Louis Burkot conductor received Dartmouth College's Distinguished Lecturer award in the spring of 2000 for his work in vocal instruction in the Department of Music. As an operatic conductor, Richard Dyer of the Boston Globe has praised Mr. Burkot's work as "first-rate, capable, and stylish" and Opera North News has noted that his conducting "sparkles with verve and sensitivity to the needs of singers." Under Mr. Burkot's tutelage, many Dartmouth students have continued their musical studies at New England Conservatory, Boston University, Indiana University, Cincinnati Conservatory and others. Mr. Burkot's conducting studies included the Yale School of Music, the Aspen Music Festival and the Houston Grand Opera. He is also Artistic Director of Opera North, which recently celebrated its thirtieth anniversary.    In addition he is on the faculty of both the Westchester Summer Vocal Institute at Sarah Lawerence College and the Atlanta Academy of Vocal Arts.

Neil Boyer

Senior Lecturer, Oboe

M.M., SUNY at Stony Brook

B.M., Mannes College of Music.

Neil Boyer is principal oboist of the Portland (Maine) Symphony Orchestra and teaches at the University of Southern Maine and at Dartmouth College.
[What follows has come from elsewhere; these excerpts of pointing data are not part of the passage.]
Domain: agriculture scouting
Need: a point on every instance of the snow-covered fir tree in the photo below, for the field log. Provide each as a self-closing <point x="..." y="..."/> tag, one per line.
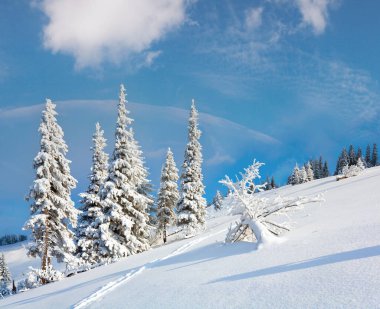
<point x="303" y="174"/>
<point x="295" y="177"/>
<point x="368" y="156"/>
<point x="125" y="204"/>
<point x="374" y="160"/>
<point x="191" y="206"/>
<point x="168" y="195"/>
<point x="273" y="183"/>
<point x="5" y="275"/>
<point x="268" y="185"/>
<point x="52" y="210"/>
<point x="326" y="172"/>
<point x="5" y="278"/>
<point x="90" y="246"/>
<point x="359" y="154"/>
<point x="343" y="160"/>
<point x="217" y="201"/>
<point x="351" y="155"/>
<point x="309" y="171"/>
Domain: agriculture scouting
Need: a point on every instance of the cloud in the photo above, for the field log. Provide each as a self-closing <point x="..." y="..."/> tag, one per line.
<point x="98" y="31"/>
<point x="315" y="13"/>
<point x="253" y="18"/>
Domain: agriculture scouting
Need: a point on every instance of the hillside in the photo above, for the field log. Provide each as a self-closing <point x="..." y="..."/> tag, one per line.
<point x="331" y="258"/>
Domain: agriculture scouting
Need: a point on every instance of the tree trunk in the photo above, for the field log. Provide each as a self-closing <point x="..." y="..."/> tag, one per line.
<point x="164" y="234"/>
<point x="45" y="257"/>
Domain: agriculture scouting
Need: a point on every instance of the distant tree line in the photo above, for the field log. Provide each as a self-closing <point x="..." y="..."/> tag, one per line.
<point x="11" y="239"/>
<point x="312" y="169"/>
<point x="351" y="157"/>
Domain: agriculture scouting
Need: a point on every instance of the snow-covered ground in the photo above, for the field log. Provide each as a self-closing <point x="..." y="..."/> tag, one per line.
<point x="331" y="258"/>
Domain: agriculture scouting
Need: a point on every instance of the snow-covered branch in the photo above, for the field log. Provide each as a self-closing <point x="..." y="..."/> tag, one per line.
<point x="256" y="222"/>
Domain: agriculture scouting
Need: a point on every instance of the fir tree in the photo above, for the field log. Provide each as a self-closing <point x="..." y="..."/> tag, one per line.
<point x="374" y="160"/>
<point x="303" y="175"/>
<point x="268" y="185"/>
<point x="217" y="201"/>
<point x="273" y="183"/>
<point x="52" y="209"/>
<point x="326" y="172"/>
<point x="351" y="156"/>
<point x="191" y="206"/>
<point x="5" y="275"/>
<point x="90" y="245"/>
<point x="316" y="169"/>
<point x="309" y="172"/>
<point x="359" y="154"/>
<point x="168" y="195"/>
<point x="342" y="161"/>
<point x="124" y="202"/>
<point x="367" y="159"/>
<point x="295" y="177"/>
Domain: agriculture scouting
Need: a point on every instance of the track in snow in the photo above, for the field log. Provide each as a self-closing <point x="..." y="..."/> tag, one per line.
<point x="131" y="274"/>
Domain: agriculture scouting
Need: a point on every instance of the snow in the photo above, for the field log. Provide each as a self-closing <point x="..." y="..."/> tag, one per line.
<point x="330" y="258"/>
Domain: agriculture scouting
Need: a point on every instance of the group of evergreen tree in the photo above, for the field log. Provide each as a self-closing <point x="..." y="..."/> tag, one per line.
<point x="5" y="277"/>
<point x="113" y="219"/>
<point x="351" y="157"/>
<point x="270" y="183"/>
<point x="313" y="169"/>
<point x="11" y="239"/>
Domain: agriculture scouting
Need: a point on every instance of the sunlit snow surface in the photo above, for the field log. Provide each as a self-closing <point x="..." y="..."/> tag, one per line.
<point x="331" y="258"/>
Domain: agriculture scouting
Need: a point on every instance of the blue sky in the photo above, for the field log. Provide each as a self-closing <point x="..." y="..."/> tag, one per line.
<point x="277" y="80"/>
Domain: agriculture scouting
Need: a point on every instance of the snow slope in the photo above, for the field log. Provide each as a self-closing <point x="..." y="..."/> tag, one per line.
<point x="330" y="259"/>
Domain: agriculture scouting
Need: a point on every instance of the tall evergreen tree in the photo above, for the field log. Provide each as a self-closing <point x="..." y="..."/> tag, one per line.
<point x="303" y="174"/>
<point x="268" y="185"/>
<point x="374" y="160"/>
<point x="52" y="210"/>
<point x="309" y="171"/>
<point x="168" y="195"/>
<point x="351" y="156"/>
<point x="90" y="246"/>
<point x="273" y="183"/>
<point x="359" y="154"/>
<point x="191" y="206"/>
<point x="326" y="172"/>
<point x="125" y="230"/>
<point x="217" y="201"/>
<point x="368" y="161"/>
<point x="295" y="177"/>
<point x="342" y="161"/>
<point x="5" y="275"/>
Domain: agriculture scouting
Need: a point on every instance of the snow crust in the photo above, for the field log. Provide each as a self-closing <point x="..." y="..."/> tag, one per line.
<point x="331" y="259"/>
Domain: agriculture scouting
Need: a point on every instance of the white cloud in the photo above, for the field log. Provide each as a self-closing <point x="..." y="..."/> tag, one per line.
<point x="97" y="31"/>
<point x="315" y="13"/>
<point x="253" y="18"/>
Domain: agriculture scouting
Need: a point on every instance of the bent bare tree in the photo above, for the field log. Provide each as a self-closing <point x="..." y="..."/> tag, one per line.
<point x="257" y="213"/>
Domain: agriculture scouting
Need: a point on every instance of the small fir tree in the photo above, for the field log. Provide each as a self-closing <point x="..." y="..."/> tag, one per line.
<point x="295" y="177"/>
<point x="191" y="206"/>
<point x="303" y="174"/>
<point x="359" y="154"/>
<point x="5" y="275"/>
<point x="368" y="161"/>
<point x="52" y="210"/>
<point x="217" y="201"/>
<point x="374" y="161"/>
<point x="326" y="172"/>
<point x="167" y="195"/>
<point x="273" y="183"/>
<point x="90" y="246"/>
<point x="351" y="156"/>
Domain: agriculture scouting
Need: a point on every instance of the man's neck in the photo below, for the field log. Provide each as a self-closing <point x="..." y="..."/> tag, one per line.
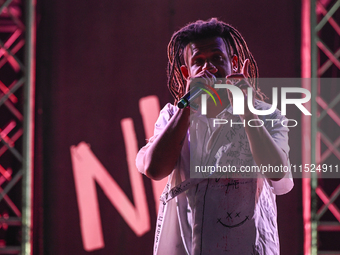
<point x="213" y="110"/>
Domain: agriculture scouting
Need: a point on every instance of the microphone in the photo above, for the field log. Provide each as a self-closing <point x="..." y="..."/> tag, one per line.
<point x="189" y="97"/>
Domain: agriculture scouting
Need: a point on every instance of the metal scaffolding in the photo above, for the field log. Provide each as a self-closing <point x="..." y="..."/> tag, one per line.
<point x="17" y="72"/>
<point x="321" y="140"/>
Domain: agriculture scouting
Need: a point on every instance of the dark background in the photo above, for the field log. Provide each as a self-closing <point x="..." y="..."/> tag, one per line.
<point x="95" y="60"/>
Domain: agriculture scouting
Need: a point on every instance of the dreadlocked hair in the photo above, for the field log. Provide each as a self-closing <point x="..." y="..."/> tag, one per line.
<point x="198" y="30"/>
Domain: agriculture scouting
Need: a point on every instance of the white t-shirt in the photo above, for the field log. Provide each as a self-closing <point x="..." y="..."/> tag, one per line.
<point x="219" y="215"/>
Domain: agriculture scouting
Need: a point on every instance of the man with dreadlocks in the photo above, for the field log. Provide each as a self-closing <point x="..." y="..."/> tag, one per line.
<point x="215" y="215"/>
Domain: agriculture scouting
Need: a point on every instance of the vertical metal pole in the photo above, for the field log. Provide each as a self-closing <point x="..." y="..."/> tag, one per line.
<point x="314" y="83"/>
<point x="306" y="122"/>
<point x="28" y="136"/>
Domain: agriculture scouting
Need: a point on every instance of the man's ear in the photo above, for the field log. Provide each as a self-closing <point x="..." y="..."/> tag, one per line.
<point x="185" y="71"/>
<point x="234" y="64"/>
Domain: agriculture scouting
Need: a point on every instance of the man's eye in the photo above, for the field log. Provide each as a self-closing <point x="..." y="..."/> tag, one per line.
<point x="198" y="61"/>
<point x="218" y="58"/>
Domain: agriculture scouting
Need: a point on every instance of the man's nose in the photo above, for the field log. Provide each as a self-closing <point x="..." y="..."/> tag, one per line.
<point x="209" y="67"/>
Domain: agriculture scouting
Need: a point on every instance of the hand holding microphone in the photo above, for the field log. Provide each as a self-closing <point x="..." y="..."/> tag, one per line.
<point x="194" y="87"/>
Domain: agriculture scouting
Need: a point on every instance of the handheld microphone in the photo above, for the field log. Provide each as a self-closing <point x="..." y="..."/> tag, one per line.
<point x="189" y="97"/>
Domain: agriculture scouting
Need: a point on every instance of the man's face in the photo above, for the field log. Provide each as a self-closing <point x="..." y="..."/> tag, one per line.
<point x="208" y="54"/>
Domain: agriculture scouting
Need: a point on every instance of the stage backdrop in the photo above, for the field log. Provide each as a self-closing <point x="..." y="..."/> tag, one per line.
<point x="101" y="81"/>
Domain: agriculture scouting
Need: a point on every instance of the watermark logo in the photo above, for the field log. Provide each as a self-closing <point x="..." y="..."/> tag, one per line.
<point x="239" y="101"/>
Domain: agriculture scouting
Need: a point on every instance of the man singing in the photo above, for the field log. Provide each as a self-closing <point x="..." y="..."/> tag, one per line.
<point x="233" y="215"/>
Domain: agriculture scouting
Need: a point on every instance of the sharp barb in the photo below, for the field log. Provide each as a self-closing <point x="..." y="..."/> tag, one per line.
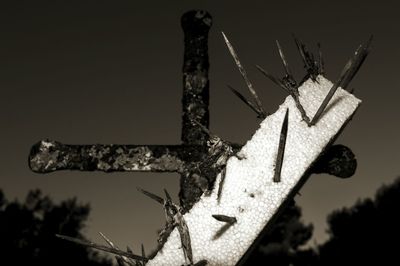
<point x="300" y="48"/>
<point x="222" y="231"/>
<point x="169" y="199"/>
<point x="201" y="263"/>
<point x="308" y="59"/>
<point x="244" y="75"/>
<point x="272" y="78"/>
<point x="143" y="252"/>
<point x="109" y="242"/>
<point x="185" y="238"/>
<point x="281" y="148"/>
<point x="321" y="63"/>
<point x="118" y="258"/>
<point x="349" y="69"/>
<point x="221" y="183"/>
<point x="101" y="247"/>
<point x="224" y="218"/>
<point x="120" y="261"/>
<point x="247" y="102"/>
<point x="357" y="60"/>
<point x="284" y="62"/>
<point x="151" y="195"/>
<point x="129" y="250"/>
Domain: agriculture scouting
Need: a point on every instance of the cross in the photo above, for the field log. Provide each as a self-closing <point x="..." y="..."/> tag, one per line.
<point x="189" y="158"/>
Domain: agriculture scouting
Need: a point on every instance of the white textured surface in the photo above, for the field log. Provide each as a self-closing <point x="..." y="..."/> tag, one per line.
<point x="253" y="175"/>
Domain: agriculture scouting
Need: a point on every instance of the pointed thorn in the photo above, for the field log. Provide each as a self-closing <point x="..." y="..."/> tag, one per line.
<point x="345" y="76"/>
<point x="129" y="250"/>
<point x="244" y="75"/>
<point x="284" y="62"/>
<point x="321" y="63"/>
<point x="109" y="242"/>
<point x="281" y="148"/>
<point x="101" y="247"/>
<point x="169" y="199"/>
<point x="224" y="218"/>
<point x="151" y="195"/>
<point x="247" y="102"/>
<point x="201" y="263"/>
<point x="357" y="60"/>
<point x="300" y="48"/>
<point x="221" y="183"/>
<point x="143" y="252"/>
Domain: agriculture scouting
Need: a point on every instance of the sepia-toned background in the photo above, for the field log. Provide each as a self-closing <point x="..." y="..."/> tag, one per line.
<point x="85" y="72"/>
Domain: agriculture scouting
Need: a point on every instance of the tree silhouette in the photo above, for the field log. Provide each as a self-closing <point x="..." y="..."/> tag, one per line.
<point x="365" y="233"/>
<point x="27" y="232"/>
<point x="281" y="244"/>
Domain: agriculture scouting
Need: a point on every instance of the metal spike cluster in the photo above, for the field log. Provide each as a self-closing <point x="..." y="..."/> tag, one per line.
<point x="257" y="107"/>
<point x="314" y="68"/>
<point x="103" y="248"/>
<point x="349" y="71"/>
<point x="174" y="218"/>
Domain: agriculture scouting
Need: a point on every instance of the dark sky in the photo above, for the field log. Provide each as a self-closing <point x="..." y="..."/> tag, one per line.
<point x="110" y="72"/>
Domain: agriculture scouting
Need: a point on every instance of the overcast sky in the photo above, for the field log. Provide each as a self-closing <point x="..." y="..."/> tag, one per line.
<point x="84" y="72"/>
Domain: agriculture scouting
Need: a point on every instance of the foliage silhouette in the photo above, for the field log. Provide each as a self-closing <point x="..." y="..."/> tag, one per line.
<point x="367" y="232"/>
<point x="27" y="232"/>
<point x="281" y="244"/>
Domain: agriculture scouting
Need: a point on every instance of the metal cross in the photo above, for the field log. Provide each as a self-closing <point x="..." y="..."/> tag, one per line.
<point x="189" y="158"/>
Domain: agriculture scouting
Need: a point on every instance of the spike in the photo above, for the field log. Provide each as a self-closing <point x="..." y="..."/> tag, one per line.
<point x="321" y="63"/>
<point x="284" y="62"/>
<point x="349" y="69"/>
<point x="247" y="102"/>
<point x="143" y="252"/>
<point x="244" y="75"/>
<point x="281" y="148"/>
<point x="111" y="244"/>
<point x="129" y="250"/>
<point x="151" y="195"/>
<point x="201" y="263"/>
<point x="101" y="247"/>
<point x="301" y="49"/>
<point x="221" y="183"/>
<point x="169" y="199"/>
<point x="308" y="59"/>
<point x="357" y="60"/>
<point x="120" y="259"/>
<point x="224" y="218"/>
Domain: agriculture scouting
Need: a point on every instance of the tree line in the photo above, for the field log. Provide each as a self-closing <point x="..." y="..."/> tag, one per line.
<point x="364" y="233"/>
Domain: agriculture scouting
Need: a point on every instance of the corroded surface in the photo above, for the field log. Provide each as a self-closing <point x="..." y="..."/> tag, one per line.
<point x="249" y="185"/>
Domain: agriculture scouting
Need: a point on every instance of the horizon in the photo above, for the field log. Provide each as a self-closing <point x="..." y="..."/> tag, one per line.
<point x="88" y="72"/>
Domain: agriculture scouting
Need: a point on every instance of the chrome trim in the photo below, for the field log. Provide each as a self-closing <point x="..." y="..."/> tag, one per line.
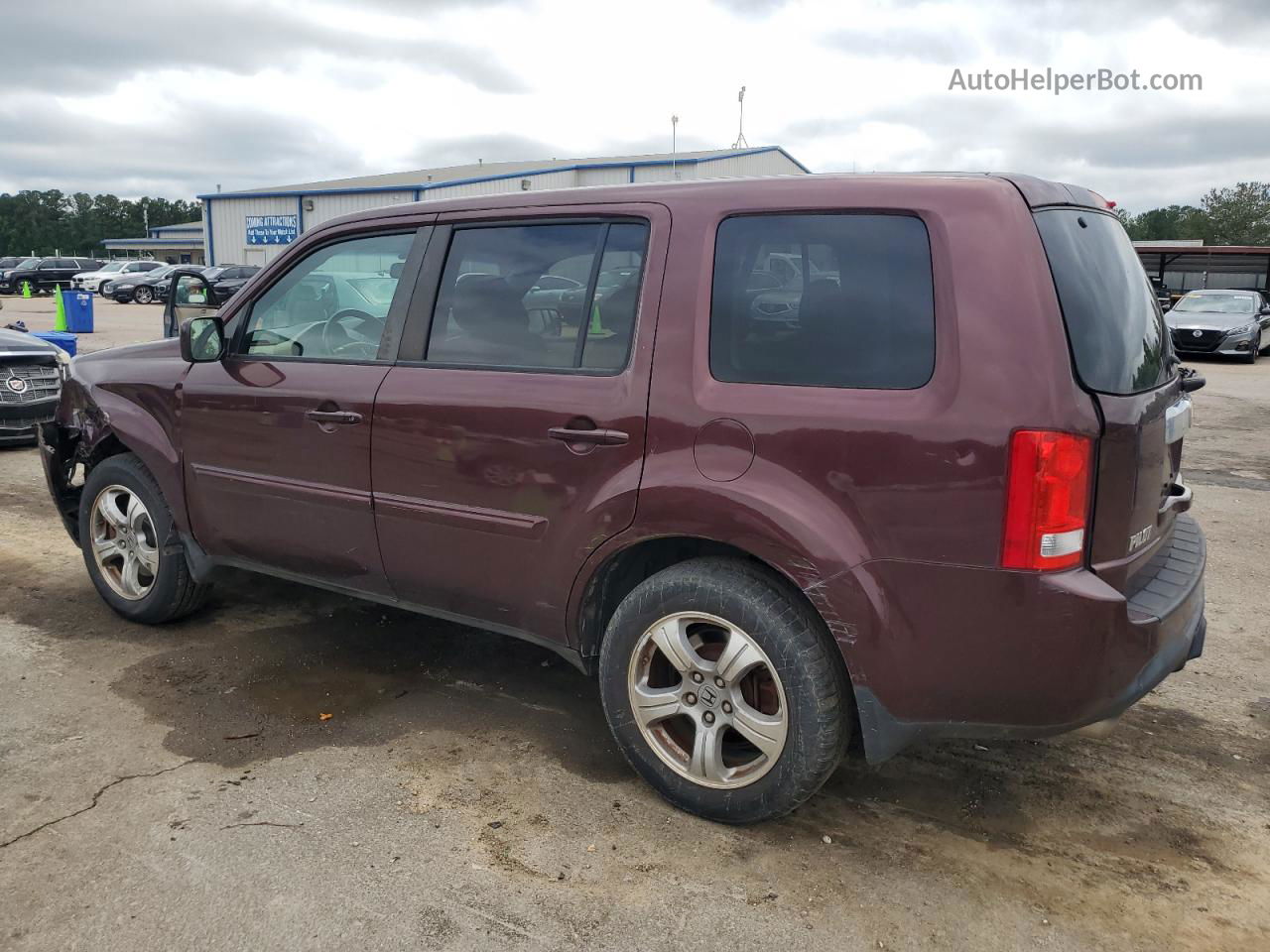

He also teaches privately and is an active chamber music player.

Don Baldini

Lecturer, Double Bass

B.M., Indiana University

University of California

Don Baldini received his B.M. from Indiana University and did graduate studies at the University of California. In addition to teaching at Dartmouth, he is on the faculty of Keene State College where he conducts the orchestra and jazz ensembles and teaches classes in theory, string methods, jazz history and sight-singing. He performs regularly with the Vermont Symphony, Opera North, Keene Chamber Orchestra, Dartmouth Wind Symphony and Dartmouth Glee Club. He has also performed on television on the Tonight Show, St. Elsewhere, Winds of War, Love Boat, Bob Newhart Show, Matlock, Perry Como Holiday Specials, Charlie’s Angels, and in the films Little Mermaid, Fantasia, Benji the Hunted, Being There, and The Jazz Singer. Baldini can be heard on two newly released Frank Sinatra recordings, "Live at the Meadowlands" and the "Carnegie Hall 1984" collection, and a newly released DVD "Frank Sinatra Live from Tokyo" recorded at the Budokan in Tokyo, Japan.

Tim Atherton

Senior Lecturer, Trombone, Tuba and Euphonium
B.M., University of Massachusetts

Tim Atherton is a freelance trombonist and educator.  He is a graduate of the University of Massachusetts and has studied privately with Per Brevig, of the Metropolitan Opera and John Swallow, of the New York Brass Quintet.   Mr. Atherton is a regular member of the Berkshire Symphony Orchestra, Massachusetts Wind Orchestra, New England Jazz Ensemble and the Amherst Jazz Orchestra. He is a Senior Lecturer in Low Brass at Dartmouth College, Studio Instructor and Director of the Brass Ensembles at Williams College, and an Adjunct Professor in Low Brass and Jazz History at Westfield State College where, for seventeen years he served as director of the acclaimed W.S.C. Jazz Ensemble.  For twenty-five years, he has mentored numerous students who have become highly regarded professional instrumentalists and teachers.  He has served as an adjudicator and guest conductor for festival jazz ensembles throughout New England. He has performed, recorded and toured nationally and internationally. Mr. Atherton is featured on four recent CD publications:  The New England Jazz Ensemble Live, A Cookin’ Christmas with The New England Jazz Ensemble, An Imperfect Storm -The Large Ensemble Compositions of Andy Jaffe, and Chilling Winds with The Massachusetts Wind Orchestra. In August of 2004 Mr. Atherton was featured with the Danbury Brass Band on a tour of Australia. In 2001 Mr. Atherton traveled to China where he performed and gave workshops at the conservatories of Shanghai, Wuhan, Shenyang and Beijing. His article, “Playing Together: A Journal on Workshops in China” was published in the January 2002 issue of the International Trombone Association Journal.